Ce poème me plait bien, sans quoi il ne serait pas ici, mais je suppose qu’il est l’occasion de faire une remarque d’ordre plus global, éclairant peut-être mes propos introductifs de cette section. En effet, il y a ici un jeu de mots sur le nom de l’île, Ojima ou Oshima (shima signifie « île »), et le verbe oshimu, qui signifie « regretter » – le genre de jeu de mots que l’on retrouve très, très souvent dans ces poèmes classiques. En fait, ce jeu de mots précisément se retrouve dans d’autres poèmes, plus loin dans l’anthologie, et je ne suis vraiment pas certain que Fujiwara no Ariie ait été le premier à en faire usage… La valeur poétique demeure, dans le cas présent – mais tous ceux qui usent de ce même jeu de mots ne brillent pas autant.

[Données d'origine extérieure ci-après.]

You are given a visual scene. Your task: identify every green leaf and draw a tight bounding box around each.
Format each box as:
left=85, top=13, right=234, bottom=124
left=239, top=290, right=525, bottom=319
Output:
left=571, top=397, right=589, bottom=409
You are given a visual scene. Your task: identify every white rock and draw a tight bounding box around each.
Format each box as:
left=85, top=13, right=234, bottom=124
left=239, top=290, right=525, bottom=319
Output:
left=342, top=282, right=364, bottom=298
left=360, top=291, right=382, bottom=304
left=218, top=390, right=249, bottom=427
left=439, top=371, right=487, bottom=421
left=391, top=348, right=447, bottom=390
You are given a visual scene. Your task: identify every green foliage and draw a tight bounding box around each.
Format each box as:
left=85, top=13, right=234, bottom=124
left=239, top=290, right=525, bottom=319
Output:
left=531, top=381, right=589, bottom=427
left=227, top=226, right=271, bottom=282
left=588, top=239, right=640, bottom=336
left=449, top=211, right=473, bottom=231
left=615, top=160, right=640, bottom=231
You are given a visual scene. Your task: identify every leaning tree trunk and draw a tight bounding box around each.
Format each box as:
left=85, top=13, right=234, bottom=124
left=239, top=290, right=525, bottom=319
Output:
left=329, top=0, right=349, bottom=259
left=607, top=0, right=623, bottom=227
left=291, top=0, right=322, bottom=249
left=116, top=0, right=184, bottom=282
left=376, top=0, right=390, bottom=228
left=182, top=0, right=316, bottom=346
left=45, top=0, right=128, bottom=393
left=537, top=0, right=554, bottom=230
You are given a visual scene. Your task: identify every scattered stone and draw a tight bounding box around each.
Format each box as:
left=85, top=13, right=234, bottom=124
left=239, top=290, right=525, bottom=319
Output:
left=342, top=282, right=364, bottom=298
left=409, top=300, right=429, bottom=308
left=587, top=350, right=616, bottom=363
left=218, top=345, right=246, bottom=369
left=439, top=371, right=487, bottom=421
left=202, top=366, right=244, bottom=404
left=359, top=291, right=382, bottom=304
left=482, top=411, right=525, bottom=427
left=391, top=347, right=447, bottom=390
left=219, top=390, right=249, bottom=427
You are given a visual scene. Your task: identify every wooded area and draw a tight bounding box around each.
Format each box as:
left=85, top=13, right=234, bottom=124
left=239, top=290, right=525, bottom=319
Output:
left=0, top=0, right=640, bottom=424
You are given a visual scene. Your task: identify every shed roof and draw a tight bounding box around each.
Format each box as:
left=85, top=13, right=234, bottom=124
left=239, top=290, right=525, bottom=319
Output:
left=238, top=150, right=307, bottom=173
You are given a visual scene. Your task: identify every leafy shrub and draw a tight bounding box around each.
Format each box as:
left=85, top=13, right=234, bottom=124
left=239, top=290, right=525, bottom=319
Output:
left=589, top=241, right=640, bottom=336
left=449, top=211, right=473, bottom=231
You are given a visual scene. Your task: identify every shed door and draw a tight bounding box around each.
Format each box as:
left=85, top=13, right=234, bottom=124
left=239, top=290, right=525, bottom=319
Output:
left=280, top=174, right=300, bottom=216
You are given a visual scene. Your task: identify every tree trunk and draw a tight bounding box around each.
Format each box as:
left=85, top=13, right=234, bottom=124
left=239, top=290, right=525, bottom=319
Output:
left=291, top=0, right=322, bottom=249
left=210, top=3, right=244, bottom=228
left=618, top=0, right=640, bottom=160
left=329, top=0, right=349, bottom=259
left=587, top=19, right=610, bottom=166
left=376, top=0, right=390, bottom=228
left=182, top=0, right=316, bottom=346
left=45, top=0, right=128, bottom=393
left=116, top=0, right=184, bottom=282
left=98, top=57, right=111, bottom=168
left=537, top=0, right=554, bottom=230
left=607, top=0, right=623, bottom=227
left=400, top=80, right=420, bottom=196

Et là, pour le coup, c’est probablement le signe, effectivement, d’une certaine « décadence » du genre poétique, dont les prémices remontent peut-être à Heian, et liée à l’affectation des poètes de cour – tout particulièrement de ceux que nous appellerions des « poètes du dimanche », et ils sont nombreux : certains d’entre eux reprennent sans cesse, comme par automatisme, les mêmes jeux de mots mille fois employés, ou, dans un registre assez proche, des épithètes poétiques (on serait tenté de dire « homériques ») devenues elles aussi autant de clichés, mais qui suffisent à occuper un ou deux vers – dans des tanka (ou, pire encore, des haïkus, plus tard – les générations ultérieures ne seront pas forcément épargnées par ce travers…), cela peut occuper jusqu’à deux vers, n’en laissant plus que trois pour que notre poète se montre un peu plus « inventif », voire « personnel »… Toujours ça de gagné, hein ? Mais, dans le cas du présent tanka, cela me paraît fonctionner – la répétition ultérieure du même procédé produira un effet tout autre…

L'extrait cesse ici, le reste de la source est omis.